Maybe this is my favorite Naruto characters are Sai and Gaara. Both characters who pretty much embody the journey of learning to feel things again and feel them the right way.
Or my favorite author is C. S. Lewis, who wrote that it was important to be able to feel the right way about things, to be a whole and happy person. [It’s in the “Abolition of Man” book.]
If you met me in person, you might not even guess this about me. My friends have told me they wouldnt’ have before I told them.
I take that good sign. I’ve worked enough on the issues I have are not all obvious. That’s progress. They used to be blatantly obvious to people, based on what they told me.
I’m not a closed off person in every way either.
I guess my point in all this it is to say that these issues don’t define me, and they don’t define you either. You can have issues like this and still be a loving person. So they make you more loving because you over-compensate, in fact.
But I think you can never been too loving, so it’s a win-win. Sometimes broken stuff can be fixed to be stronger than it was naturally. Like when they cut off the trunk of trees to graft in a stronger trunk, but keep the old root system. (They can do that with fruit trees, did you know that?). You gotta know what to keep and what to throw away.

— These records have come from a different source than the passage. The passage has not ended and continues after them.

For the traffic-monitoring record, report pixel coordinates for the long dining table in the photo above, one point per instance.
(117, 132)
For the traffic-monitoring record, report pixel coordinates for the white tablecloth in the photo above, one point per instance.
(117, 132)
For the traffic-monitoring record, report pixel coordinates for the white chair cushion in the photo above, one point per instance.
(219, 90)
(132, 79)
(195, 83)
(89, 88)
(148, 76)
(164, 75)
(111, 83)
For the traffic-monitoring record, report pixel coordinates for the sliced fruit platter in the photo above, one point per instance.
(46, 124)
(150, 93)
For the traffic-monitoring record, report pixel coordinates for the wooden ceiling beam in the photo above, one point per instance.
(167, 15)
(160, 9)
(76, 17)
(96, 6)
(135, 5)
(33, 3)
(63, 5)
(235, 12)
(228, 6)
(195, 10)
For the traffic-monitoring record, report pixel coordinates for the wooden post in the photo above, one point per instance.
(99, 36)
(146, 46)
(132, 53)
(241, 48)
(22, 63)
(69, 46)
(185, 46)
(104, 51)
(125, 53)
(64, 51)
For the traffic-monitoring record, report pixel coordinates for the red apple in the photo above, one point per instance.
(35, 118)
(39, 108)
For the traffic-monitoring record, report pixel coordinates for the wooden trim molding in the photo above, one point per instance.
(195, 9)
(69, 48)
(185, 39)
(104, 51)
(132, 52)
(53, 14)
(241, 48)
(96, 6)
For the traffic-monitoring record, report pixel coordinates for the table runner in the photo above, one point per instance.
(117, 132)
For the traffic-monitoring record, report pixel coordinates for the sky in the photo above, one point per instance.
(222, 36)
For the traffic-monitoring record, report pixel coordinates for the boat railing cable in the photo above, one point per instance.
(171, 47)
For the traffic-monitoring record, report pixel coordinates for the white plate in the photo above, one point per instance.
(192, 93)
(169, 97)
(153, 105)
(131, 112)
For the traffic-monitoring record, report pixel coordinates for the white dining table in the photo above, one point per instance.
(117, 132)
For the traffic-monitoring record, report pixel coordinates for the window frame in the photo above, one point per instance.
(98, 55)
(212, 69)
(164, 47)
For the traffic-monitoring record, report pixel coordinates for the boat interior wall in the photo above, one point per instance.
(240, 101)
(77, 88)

Well this got pretty long for a daily prompt post, so I think I’ll end it here. I hope some of this was encouraging, since it was kind of raw and heavy for this kind of post, but it was where my mind went, as as you know my motto is to keep it honest.
I know it sounds cheesy, but I’m not that particular about what someone gives me in material possessions. The point is that they thought of me.
Or if they do anything else that I know is their way of showing love. It just depends on the person.
In the end caring too much about “stuff” is just a waste of time. It’s the thought that counts.
I just recently got given fuzzy reading socks as a birthday present. I love them. I never would have asked for that, but, this person picked something she knew I’d probably use and that’s the sweet part. Also I ended up thinking they were really comfortable, so it’s a win-win.